Yes, indeed, Judas. Much more than a simple practical ruse must motivate your action of concealing betrayal with a tender kiss. By doing away with Jesus, the object of your erstwhile devotion, you want to wreak vengeance on your own former naïveté and force a poisoned kiss to wipe out every vestige of innocence from your heart, as in an atomic holocaust. For you have now become a Political Realist and your Realpolitik has no toleration for personal feelings of tenderness or the quiet satisfactions of friendship and a shared life of devotion. All that is surely for the weak, for the pansy-souled. Yet are you not the first true victim of your new-fangled hatred for both human and divine tenderness, and for the mystical universe of joyful communion it represents? Jesus is but the exterior occasion of your self-destruction, the objectification of your own self-hatred. Some people commit murder because they feel unworthy of their victim’s love, and to be unconditionally loved with persistence only reminds them of their shameful unworthiness. 
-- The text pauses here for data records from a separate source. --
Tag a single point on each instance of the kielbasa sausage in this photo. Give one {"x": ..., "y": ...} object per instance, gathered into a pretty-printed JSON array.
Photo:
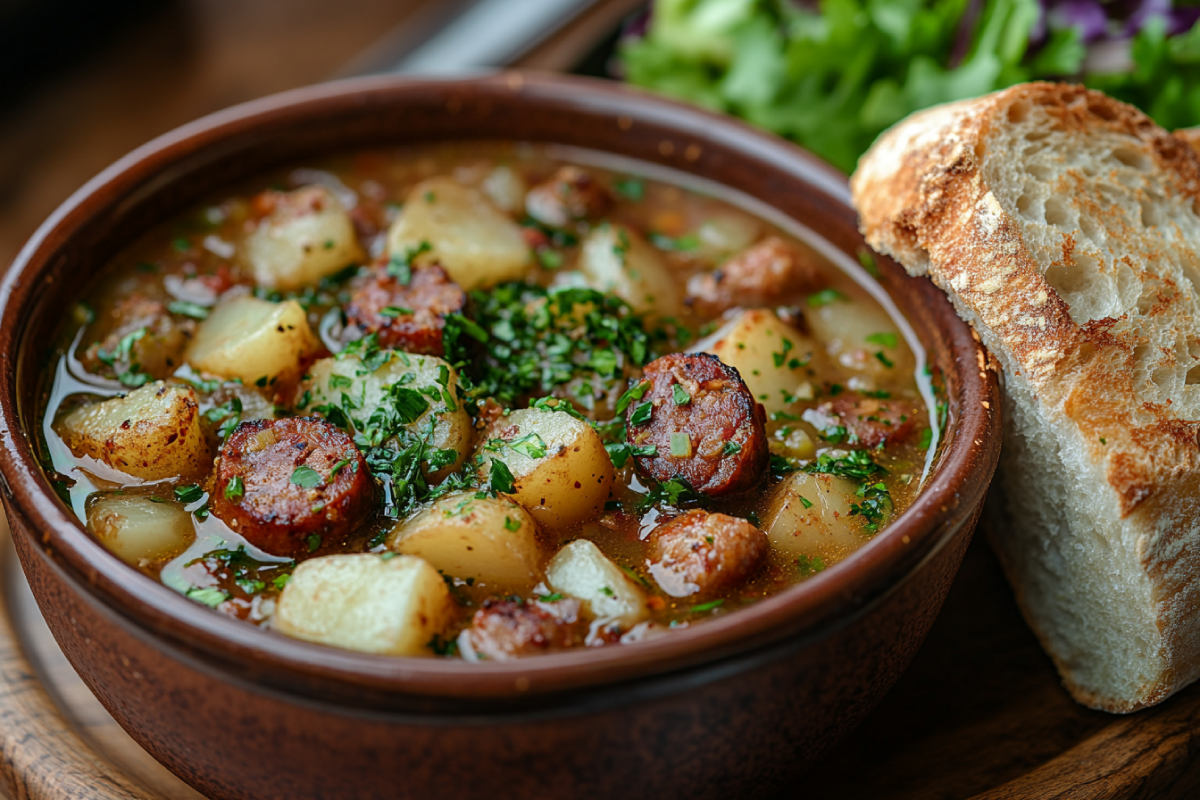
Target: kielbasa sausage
[
  {"x": 408, "y": 314},
  {"x": 291, "y": 486},
  {"x": 504, "y": 629},
  {"x": 702, "y": 553},
  {"x": 568, "y": 196},
  {"x": 705, "y": 425}
]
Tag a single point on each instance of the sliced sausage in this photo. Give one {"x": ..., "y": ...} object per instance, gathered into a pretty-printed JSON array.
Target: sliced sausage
[
  {"x": 759, "y": 275},
  {"x": 504, "y": 629},
  {"x": 407, "y": 316},
  {"x": 713, "y": 421},
  {"x": 569, "y": 196},
  {"x": 701, "y": 553},
  {"x": 303, "y": 485},
  {"x": 869, "y": 421}
]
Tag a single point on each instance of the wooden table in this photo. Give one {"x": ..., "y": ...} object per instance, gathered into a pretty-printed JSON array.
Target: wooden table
[{"x": 979, "y": 713}]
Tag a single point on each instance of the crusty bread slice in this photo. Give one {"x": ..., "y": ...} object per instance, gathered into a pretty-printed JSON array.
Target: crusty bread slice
[{"x": 1066, "y": 228}]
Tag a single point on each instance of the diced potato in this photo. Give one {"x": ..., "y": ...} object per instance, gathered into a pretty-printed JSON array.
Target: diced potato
[
  {"x": 153, "y": 433},
  {"x": 433, "y": 379},
  {"x": 725, "y": 233},
  {"x": 861, "y": 336},
  {"x": 772, "y": 356},
  {"x": 561, "y": 470},
  {"x": 137, "y": 529},
  {"x": 809, "y": 516},
  {"x": 307, "y": 236},
  {"x": 617, "y": 259},
  {"x": 473, "y": 241},
  {"x": 252, "y": 340},
  {"x": 580, "y": 570},
  {"x": 490, "y": 540},
  {"x": 389, "y": 603}
]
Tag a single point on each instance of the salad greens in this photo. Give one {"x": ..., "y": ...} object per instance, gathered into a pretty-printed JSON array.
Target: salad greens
[{"x": 832, "y": 74}]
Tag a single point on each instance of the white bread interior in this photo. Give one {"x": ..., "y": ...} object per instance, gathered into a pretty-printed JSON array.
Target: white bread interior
[{"x": 1066, "y": 228}]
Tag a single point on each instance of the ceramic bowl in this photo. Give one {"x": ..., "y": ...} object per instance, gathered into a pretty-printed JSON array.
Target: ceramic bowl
[{"x": 735, "y": 707}]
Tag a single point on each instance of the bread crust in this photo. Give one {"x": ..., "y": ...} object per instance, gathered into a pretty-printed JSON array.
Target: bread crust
[{"x": 924, "y": 197}]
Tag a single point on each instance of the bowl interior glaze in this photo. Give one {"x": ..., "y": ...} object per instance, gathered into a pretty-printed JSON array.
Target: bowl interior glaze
[{"x": 183, "y": 167}]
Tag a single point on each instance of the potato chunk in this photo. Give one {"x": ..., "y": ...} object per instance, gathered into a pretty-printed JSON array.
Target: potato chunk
[
  {"x": 252, "y": 340},
  {"x": 306, "y": 236},
  {"x": 474, "y": 242},
  {"x": 137, "y": 529},
  {"x": 401, "y": 380},
  {"x": 809, "y": 516},
  {"x": 153, "y": 433},
  {"x": 393, "y": 605},
  {"x": 772, "y": 356},
  {"x": 561, "y": 470},
  {"x": 580, "y": 570},
  {"x": 861, "y": 336},
  {"x": 617, "y": 259},
  {"x": 492, "y": 541}
]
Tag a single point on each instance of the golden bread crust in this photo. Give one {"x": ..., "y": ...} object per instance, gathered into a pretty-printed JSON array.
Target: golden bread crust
[{"x": 928, "y": 194}]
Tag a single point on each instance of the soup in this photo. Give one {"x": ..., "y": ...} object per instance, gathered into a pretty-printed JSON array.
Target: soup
[{"x": 481, "y": 401}]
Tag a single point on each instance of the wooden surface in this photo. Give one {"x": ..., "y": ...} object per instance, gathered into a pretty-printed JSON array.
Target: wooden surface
[{"x": 979, "y": 713}]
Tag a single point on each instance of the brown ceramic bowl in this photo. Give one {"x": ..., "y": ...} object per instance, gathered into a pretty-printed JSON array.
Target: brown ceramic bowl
[{"x": 731, "y": 708}]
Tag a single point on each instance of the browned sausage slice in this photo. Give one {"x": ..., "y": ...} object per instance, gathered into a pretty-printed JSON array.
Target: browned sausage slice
[
  {"x": 706, "y": 426},
  {"x": 701, "y": 553},
  {"x": 504, "y": 630},
  {"x": 762, "y": 274},
  {"x": 570, "y": 194},
  {"x": 407, "y": 316},
  {"x": 289, "y": 486}
]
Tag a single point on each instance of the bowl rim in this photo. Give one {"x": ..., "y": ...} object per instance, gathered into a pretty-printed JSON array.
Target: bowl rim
[{"x": 819, "y": 603}]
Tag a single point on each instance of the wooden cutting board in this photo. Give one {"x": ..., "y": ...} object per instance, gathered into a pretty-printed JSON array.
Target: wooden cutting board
[{"x": 979, "y": 714}]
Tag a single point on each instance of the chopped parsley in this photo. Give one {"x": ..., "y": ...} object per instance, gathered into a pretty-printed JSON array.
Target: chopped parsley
[
  {"x": 633, "y": 394},
  {"x": 641, "y": 414},
  {"x": 400, "y": 265},
  {"x": 808, "y": 565},
  {"x": 235, "y": 488},
  {"x": 707, "y": 607},
  {"x": 631, "y": 188},
  {"x": 306, "y": 477},
  {"x": 883, "y": 340},
  {"x": 193, "y": 310},
  {"x": 527, "y": 341},
  {"x": 621, "y": 452},
  {"x": 501, "y": 477},
  {"x": 209, "y": 596},
  {"x": 683, "y": 244},
  {"x": 189, "y": 493},
  {"x": 825, "y": 298},
  {"x": 675, "y": 493}
]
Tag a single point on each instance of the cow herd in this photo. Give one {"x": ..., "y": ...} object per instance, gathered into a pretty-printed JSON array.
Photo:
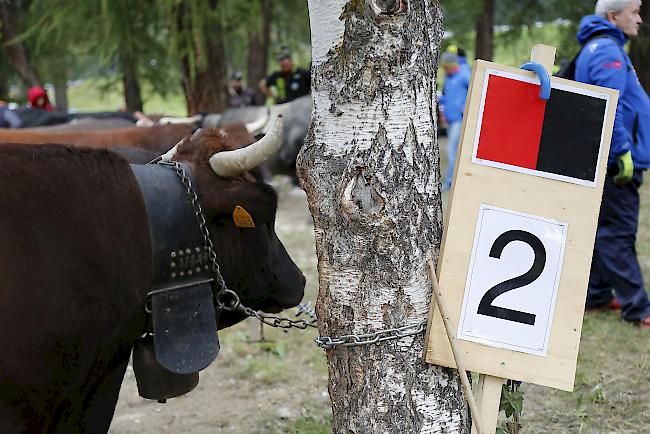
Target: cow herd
[{"x": 77, "y": 256}]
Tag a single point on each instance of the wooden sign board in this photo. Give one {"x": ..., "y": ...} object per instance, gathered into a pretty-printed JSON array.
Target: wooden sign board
[{"x": 522, "y": 218}]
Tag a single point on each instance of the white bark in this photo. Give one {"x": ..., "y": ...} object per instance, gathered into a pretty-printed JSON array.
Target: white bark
[{"x": 370, "y": 168}]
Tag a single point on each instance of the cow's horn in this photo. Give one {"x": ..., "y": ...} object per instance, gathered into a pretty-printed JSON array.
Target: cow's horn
[
  {"x": 256, "y": 127},
  {"x": 233, "y": 163}
]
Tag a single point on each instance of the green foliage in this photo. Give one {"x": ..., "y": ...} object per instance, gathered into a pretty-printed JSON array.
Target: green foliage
[{"x": 512, "y": 403}]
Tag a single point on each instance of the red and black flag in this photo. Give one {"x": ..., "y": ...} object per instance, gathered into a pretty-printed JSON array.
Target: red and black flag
[{"x": 557, "y": 138}]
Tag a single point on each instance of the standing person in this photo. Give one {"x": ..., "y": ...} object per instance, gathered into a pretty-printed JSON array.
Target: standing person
[
  {"x": 8, "y": 119},
  {"x": 38, "y": 98},
  {"x": 289, "y": 83},
  {"x": 604, "y": 62},
  {"x": 240, "y": 96},
  {"x": 452, "y": 104}
]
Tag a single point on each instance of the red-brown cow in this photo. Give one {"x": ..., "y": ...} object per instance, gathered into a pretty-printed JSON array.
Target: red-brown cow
[
  {"x": 75, "y": 269},
  {"x": 158, "y": 138}
]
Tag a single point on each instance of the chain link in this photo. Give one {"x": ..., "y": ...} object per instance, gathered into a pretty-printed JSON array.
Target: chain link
[
  {"x": 233, "y": 303},
  {"x": 371, "y": 338},
  {"x": 200, "y": 218}
]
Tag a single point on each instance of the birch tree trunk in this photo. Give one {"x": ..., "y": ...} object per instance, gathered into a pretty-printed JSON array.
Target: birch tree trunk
[{"x": 370, "y": 167}]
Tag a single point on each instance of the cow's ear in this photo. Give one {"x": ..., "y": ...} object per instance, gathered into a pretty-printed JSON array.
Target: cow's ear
[{"x": 242, "y": 218}]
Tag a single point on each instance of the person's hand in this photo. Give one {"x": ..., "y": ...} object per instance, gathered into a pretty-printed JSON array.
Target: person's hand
[{"x": 625, "y": 169}]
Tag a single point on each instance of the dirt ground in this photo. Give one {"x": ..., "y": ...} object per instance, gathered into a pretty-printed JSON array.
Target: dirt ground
[
  {"x": 280, "y": 385},
  {"x": 252, "y": 387}
]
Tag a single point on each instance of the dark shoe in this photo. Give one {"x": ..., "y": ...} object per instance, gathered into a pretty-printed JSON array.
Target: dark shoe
[
  {"x": 645, "y": 323},
  {"x": 613, "y": 305}
]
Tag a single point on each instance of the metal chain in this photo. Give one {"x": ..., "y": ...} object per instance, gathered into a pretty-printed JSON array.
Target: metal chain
[
  {"x": 225, "y": 298},
  {"x": 228, "y": 300},
  {"x": 200, "y": 218},
  {"x": 276, "y": 321},
  {"x": 371, "y": 338}
]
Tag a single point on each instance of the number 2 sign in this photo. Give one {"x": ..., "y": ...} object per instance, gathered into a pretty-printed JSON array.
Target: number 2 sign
[{"x": 512, "y": 280}]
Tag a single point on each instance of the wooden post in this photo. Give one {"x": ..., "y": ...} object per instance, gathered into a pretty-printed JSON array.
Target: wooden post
[{"x": 488, "y": 393}]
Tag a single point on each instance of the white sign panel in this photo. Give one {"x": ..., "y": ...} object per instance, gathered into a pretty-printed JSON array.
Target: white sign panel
[{"x": 512, "y": 281}]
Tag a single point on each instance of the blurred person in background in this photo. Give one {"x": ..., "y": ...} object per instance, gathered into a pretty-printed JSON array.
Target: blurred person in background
[
  {"x": 452, "y": 105},
  {"x": 8, "y": 118},
  {"x": 37, "y": 97},
  {"x": 288, "y": 83},
  {"x": 603, "y": 61}
]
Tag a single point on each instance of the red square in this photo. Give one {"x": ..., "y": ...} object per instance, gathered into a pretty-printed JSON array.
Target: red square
[{"x": 511, "y": 128}]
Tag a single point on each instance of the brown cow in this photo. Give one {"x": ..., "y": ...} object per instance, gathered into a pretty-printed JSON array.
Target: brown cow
[
  {"x": 158, "y": 138},
  {"x": 75, "y": 269}
]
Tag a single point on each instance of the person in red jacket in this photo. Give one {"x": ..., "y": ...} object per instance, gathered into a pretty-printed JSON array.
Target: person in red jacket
[{"x": 38, "y": 98}]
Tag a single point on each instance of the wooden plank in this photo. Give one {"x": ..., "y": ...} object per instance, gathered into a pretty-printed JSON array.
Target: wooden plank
[{"x": 574, "y": 204}]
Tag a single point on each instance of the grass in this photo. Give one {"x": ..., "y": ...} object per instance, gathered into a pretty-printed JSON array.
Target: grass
[
  {"x": 612, "y": 391},
  {"x": 87, "y": 96}
]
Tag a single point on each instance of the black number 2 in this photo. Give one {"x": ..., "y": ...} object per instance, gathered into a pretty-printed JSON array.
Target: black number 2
[{"x": 485, "y": 307}]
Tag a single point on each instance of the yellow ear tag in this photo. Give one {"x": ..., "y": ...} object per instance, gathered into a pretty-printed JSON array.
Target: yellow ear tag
[{"x": 242, "y": 218}]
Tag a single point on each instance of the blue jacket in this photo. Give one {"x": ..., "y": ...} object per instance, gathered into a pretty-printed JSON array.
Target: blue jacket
[
  {"x": 8, "y": 118},
  {"x": 454, "y": 94},
  {"x": 604, "y": 62}
]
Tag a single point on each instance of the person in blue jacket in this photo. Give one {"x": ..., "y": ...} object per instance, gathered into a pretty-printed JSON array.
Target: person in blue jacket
[
  {"x": 452, "y": 105},
  {"x": 604, "y": 62},
  {"x": 8, "y": 119}
]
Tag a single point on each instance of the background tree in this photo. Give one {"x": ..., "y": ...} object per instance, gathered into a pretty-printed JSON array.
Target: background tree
[
  {"x": 485, "y": 31},
  {"x": 259, "y": 42},
  {"x": 198, "y": 43},
  {"x": 370, "y": 167},
  {"x": 11, "y": 25}
]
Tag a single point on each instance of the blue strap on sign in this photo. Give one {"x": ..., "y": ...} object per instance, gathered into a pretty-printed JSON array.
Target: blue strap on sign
[{"x": 544, "y": 79}]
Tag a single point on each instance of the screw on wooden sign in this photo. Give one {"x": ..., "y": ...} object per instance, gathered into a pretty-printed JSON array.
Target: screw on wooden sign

But why, Judas, am I intent on holding this distressing dialogue with you? Do you think it is to point my finger accusingly at you? Quite the opposite, my friend! It must be because you are, in turn, the projection of my own flight from the commitment required by intimacy and deep love. How I toil to construct for myself a new, stainless-steel identity based on hard-nosed, this-worldly “realism”! For only such realism is reputed to produce results. And yet this titanic self-determination is such a hollow pretense that, in its wobbly insecurity, it cannot abide anything that reminds it of its sham, and so it must destroy all evidence that truest strength lies in fidelity to the Beloved, even in his weakness, dishonor and defeat. True strength of character is to be sought in purity of heart and in steadfast interior devotion to the object of my love.


The Taking of Christ, Michelangelo Merisi da Caravaggio, 1602, 133.5 x 169.5 cm., oil on canvas, National Gallery of Ireland. Meditation by Father Simeon.